An aerogel is a gel in which the liquid part has been replaced by a gaseous maintaining the same solid structure. First aerogels were made from silica back in 1931 and had outstanding physical properties in terms of low density, and thermal and acoustical insulation. [1] Aerogels can be made of many different materials as its defined as a state of the material, not as a material itself. Some of the first made aerogels were made from sodium silicate (water glass, Na2SiO3). [1] The aerogel seen in Fig 1. is a silica-based aerogel with so low density that a flower is suspended on it over the flame of a Bunsen burner. It also has so extreme thermal insulation properties that the flower is unharmed by the flame.

Production Process

Even though aerogels have been around for a long time and have promising applications its production process has not made viable its wide commercialization. Initially aerogels where produced through a sol-gel process in which the solution was slowly extracted by dilutions that enable the gel to slowly dry. This technique is very time and labor consuming. In the later days a technique in which the aerogel is dried by getting the solution in super-critical state and replacing it with a gas was developed. [1] In both production processes a great expense comes from the precursors utilized to form the solution.

Various Properties and Applications

Many different types of aerogels can be produced now a days and depending on the material in which it is based, its precursors and the production process followed aerogels will exhibit different properties. For example, silica-based aerogels may have hydrophobic properties, carbon-based and silica-based aerogels may have electric conductivity properties, some oxide-based aerogels can be used as catalysts of very high temperature processes, and polysaccharide-based aerogels as drug carriers. [1-3] This are only some type of aerogels and some of their potential applications. In general aerogels are most useful in applications that require insulation properties, and high contact area given their high porosity.

Energy-Related Applications

With a thermal conductivity down to 13 mW m-1 °K-1 for commercial products aerogels show remarkable characteristics compared to traditional thermal insulation materials. [4] Some of the largest energy savings that aerogels can bring are by insulation of buildings with panes and even windows through a highly-insulating translucent glazing. [5] Other current applications are in industrial settings as insulation for pipes, high temperature reactors, and cryogenic uses. In electric generation, aerogels can serve in solar trough power plants insulating the heated material to increase the energy conversion of the plant by reducing its losses to the ambient.

Conclusion

Even though initially most of the applications were for scientific purposes some are immigrating into commercial areas, and such will increase as its production costs diminish which may come from either techniques utilizing commercially available precursors or commercially viable processes. Given aerogels' thermal insulating properties the commercial availability of aerogels can have a great impact in many industries reducing energy use, and/or making solar energy available.

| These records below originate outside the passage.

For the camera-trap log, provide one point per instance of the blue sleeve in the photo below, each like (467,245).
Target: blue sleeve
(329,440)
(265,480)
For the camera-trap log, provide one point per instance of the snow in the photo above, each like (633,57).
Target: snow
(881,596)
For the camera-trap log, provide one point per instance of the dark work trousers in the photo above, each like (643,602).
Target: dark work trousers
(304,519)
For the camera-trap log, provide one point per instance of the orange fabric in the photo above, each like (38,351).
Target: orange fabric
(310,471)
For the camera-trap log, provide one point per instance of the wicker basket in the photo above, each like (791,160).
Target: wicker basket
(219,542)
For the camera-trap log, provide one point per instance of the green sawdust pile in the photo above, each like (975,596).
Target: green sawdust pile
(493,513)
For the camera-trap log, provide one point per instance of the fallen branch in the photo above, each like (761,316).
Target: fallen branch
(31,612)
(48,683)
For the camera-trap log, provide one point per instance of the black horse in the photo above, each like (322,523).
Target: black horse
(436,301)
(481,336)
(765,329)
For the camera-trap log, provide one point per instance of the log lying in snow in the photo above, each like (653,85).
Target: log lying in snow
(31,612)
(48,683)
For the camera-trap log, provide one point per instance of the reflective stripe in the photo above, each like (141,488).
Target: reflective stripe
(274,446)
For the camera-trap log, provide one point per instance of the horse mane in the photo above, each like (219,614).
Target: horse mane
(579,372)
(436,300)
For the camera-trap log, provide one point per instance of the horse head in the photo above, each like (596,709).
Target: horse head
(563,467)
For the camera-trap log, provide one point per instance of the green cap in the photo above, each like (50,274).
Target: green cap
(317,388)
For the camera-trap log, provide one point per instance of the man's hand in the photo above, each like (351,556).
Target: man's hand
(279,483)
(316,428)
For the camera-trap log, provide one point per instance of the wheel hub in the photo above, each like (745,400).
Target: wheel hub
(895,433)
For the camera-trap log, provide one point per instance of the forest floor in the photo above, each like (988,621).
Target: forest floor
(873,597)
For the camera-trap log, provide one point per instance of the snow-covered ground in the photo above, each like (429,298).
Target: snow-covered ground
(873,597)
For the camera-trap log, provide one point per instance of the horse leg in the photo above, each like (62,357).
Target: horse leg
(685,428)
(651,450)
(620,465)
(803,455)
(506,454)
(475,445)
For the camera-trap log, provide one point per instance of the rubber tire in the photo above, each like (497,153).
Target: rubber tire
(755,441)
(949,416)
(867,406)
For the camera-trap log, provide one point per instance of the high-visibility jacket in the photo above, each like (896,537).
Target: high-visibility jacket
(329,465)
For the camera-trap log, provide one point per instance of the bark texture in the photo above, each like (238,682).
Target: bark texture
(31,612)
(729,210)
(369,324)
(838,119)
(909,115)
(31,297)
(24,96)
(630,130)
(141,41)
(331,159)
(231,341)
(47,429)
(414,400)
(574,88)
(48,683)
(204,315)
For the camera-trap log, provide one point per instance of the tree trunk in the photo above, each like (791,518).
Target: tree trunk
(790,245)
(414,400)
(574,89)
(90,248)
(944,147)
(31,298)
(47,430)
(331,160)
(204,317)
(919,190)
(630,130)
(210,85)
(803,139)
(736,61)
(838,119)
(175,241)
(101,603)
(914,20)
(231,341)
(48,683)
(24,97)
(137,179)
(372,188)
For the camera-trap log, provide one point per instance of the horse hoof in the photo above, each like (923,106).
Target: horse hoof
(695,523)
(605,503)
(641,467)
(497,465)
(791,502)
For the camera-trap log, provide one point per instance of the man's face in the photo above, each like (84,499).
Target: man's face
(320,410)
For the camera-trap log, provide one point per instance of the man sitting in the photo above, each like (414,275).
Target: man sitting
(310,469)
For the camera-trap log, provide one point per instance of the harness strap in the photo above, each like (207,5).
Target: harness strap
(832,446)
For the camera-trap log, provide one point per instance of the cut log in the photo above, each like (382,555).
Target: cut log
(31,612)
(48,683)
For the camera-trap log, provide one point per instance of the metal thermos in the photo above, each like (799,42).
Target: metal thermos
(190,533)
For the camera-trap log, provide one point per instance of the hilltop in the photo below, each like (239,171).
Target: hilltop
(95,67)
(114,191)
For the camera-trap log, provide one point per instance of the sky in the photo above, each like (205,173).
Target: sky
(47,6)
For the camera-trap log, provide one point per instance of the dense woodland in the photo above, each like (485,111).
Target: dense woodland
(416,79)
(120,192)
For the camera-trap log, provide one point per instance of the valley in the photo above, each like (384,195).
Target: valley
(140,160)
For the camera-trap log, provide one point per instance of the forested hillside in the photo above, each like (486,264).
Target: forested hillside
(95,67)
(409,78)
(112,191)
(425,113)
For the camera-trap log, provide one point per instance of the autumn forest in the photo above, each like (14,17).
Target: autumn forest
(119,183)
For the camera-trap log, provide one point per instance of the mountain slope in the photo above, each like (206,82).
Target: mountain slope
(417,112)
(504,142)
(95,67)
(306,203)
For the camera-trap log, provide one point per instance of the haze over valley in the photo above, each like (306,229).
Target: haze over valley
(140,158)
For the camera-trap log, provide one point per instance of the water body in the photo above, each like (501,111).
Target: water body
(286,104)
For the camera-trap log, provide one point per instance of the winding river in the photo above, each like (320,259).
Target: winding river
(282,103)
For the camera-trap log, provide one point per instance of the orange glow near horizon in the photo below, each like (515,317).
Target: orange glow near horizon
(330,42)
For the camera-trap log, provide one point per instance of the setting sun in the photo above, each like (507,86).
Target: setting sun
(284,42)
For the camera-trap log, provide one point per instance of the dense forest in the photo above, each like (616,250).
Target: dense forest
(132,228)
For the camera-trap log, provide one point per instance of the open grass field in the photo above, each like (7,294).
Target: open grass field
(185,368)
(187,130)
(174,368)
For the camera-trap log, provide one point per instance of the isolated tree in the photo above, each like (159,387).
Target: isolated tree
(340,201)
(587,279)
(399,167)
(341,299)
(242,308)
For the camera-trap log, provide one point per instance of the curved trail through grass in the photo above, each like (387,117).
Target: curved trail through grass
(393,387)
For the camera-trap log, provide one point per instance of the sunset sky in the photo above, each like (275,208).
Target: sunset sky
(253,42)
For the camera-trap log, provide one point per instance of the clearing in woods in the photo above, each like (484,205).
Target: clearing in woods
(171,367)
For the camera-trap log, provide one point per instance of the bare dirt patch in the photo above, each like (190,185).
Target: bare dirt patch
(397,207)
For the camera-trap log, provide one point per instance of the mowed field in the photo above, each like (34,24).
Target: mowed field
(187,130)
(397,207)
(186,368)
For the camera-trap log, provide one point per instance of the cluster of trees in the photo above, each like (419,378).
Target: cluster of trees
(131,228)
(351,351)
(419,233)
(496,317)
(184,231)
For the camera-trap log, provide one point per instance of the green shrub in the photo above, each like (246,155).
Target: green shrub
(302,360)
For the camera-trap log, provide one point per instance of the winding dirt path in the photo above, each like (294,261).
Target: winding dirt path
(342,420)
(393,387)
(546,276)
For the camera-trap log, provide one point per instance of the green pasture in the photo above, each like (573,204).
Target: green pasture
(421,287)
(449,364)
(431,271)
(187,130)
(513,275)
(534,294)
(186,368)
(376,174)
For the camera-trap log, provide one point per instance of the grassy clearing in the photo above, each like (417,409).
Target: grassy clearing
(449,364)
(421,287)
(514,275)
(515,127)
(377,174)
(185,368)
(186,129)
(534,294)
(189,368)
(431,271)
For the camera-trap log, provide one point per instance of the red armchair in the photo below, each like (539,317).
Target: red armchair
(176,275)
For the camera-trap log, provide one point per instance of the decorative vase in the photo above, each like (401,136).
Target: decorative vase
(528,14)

© Luis Lascurain. The author warrants that the work is the author's own and that Stanford University provided no input other than typesetting and referencing guidelines. The author grants permission to copy, distribute and display this work in unaltered form, with attribution to the author, for noncommercial purposes only. All other rights, including commercial rights, are reserved to the author.

References

[1] M. A. Aegerter, N. Leventis, and M. M. Koebel, eds., Aerogels Handbook (Springer, 2011).

[2] G. M. Pajonk, "Aerogel Catalysts," Appl. Catal. 72, 217 (1991).

[3] T. Mehling et al., "Polysaccharide-Based Aerogels as Drug Carriers," J. Non-Cryst. Solids 355, 2472 (2009).

[4] R. Baetens, B. P. Jellea, and A. Gustavsen, "Aerogel Insulation for Building Applications: A State-of-the-Art Review," Energy Buildings 43, 761 (2011).

[5] M. Reim et al., "Highly Insulating Aerogel Glazing for Solar Energy Usage," Sol. Energy 72, 21 (2002).